Gérer et répartir cette énergie

Si les signes de reconnaissance peuvent être conditionnels ou inconditionnels, positifs ou négatifs, il faut cependant bien comprendre la façon dont chacun d’entre nous gère ces échanges et ce qu’il fait de cette énergie.
Tout se passe comme si, chacun d’entre nous, selon son éducation et ses expériences personnelles, avait fini par donner sa préférence à un mode de gestion qui lui correspond parmi ceux qui suivent :

 

Capacité à donner des signes de reconnaissance

Certains d’entre nous ont plus de facilité que d’autres à donner des signes de reconnaissance, une attitude provenant directement de leurs proches qui leur ont appris à exprimer leurs sentiments. A leur tour, elles vont répercuter cette habitude en donnant beaucoup de signes et de témoignages extérieurs d’émotions, à travers des démonstrations (parfois voyantes) de sentiments positifs.
Attention, quand il y a une exagération manifeste ou un abus, autrement si vous donnez des signes de reconnaissance positifs à une personne qui n’en a pas envie, vous pouvez tomber la politesse exagérée ou la mièvrerie, voire même dans le mensonge ou l’hypocrisie.

 

Capacité à demander des signes de reconnaissance

D’autres sont en demande permanente de signes de reconnaissance, quêtant l’approbation des autres, à l’affût du moindre sourire, de la plus petite phrase qui va leur prouver qu’ils agissent bien… Eternels insatisfaits, ils doutent d’eux-mêmes et n’ont pas confiance en eux.

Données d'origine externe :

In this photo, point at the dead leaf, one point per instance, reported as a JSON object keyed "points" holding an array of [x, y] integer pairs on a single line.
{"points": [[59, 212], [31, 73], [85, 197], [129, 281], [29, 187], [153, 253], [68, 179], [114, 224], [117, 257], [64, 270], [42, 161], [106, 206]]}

Ils cherchent en permanence à renforcer leurs positions de vie négatives (moi ok –, toi ok +). Il en existe d’autres qui mettront un point d’honneur à ne jamais rien demander : « Cela me ferait mal, plutôt crever. »
Ne rien demander, alors que c’est une nécessité revient à se prouver qu’on peut se passer des autres et que, par conséquent, on est plus fort qu’eux, on les domine parce qu’on est « au-dessus de ça ». Ça aboutit généralement à chercher des compensations, la plupart du temps en cherchant des positions de pouvoir afin de se retrouver, effectivement, au-dessus des autres… mais seul et sans personne à qui se confier (moi ok +, toi ok –).

 

Capacité à recevoir des signes de reconnaissance

Certains ont appris à recevoir des signes de reconnaissance essentiellement parce qu’elles trouvaient beaucoup de qualité aux personnes qui leur en envoyaient.
À l’inverse, une jeune femme à qui vous faites un compliment de façon franche et spontanée, par exemple qu’elle est jolie, que sa robe lui va bien, que vous aimez sa nouvelle coiffure… et qui, en retour, vous répond : « Moi, belle, vous voulez rire, vous me flattez ! », ne sait pas, ou n’a pas appris à recevoir ce signe de reconnaissance simple et spontané.

 

Capacité à refuser des signes de reconnaissance

Savoir refuser quand on n’en a pas envie est également une autre façon de gérer l’ensemble de ses signes de reconnaissance.
Vous connaissez certainement des personnes qui ne savent pas dire non. En général, ça provient d’une injonction reçue dès leur plus jeune âge et qui est « fais plaisir ». Comme elles s’occupent trop des autres, elles ne tiennent pas compte de leurs propres besoins et se retrouvent victimes de leur propre gentillesse ou, pour certains, de la crainte de l’affrontement.

 

Capacité à se donner à soi-même des signes de reconnaissance

Une des recommandations que je vous ai déjà faite à plusieurs reprises est de savoir vous récompenser à chaque fois que vous atteignez un objectif ou à chaque fois que vous franchissez un palier dans votre développement personnel. Vous devez savoir vous donner à vous-même des signes de reconnaissance pour ce que vous faites d’utile, de positif et de constructif.
Il est important pour votre santé psychique, que vous sachiez vous donner des signes de reconnaissance. Si vous ne le faites pas, vous finirez par ne vivre qu’à travers les autres. Quand on vit pour soi, on se donne implicitement la permission d’être heureux et donc d’apporter du bonheur aux autres. De plus, comment comprendre les besoins des autres si on n’est pas capable de tenir compte des siens.
Mais n’oubliez pas que, ne se donner qu’à soi-même, c’est vivre dans l’égoïsme.

 

Affirmations sur les signes de reconnaissance

  • Chaque être humain a besoin d’une dose de signes de reconnaissance minimum par jour, faute de quoi, il dépérit ou se réfugie dans l’apathie et l’indifférence
  • L’être humain ne peut donner que ce qu’il a reçu : s’il n’a reçu que des coups de pied, il ne donnera plus tard que des coups de pied, à moins d’un travail thérapeutique
  • Quand quelqu’un ne peut plus obtenir de signes de reconnaissance positifs dans une situation, il préférera mettre en place une stratégie pour obtenir des signes négatifs : tout est en effet préférable à l’indifférence, même se donner ou donner des coups de pied aux autres.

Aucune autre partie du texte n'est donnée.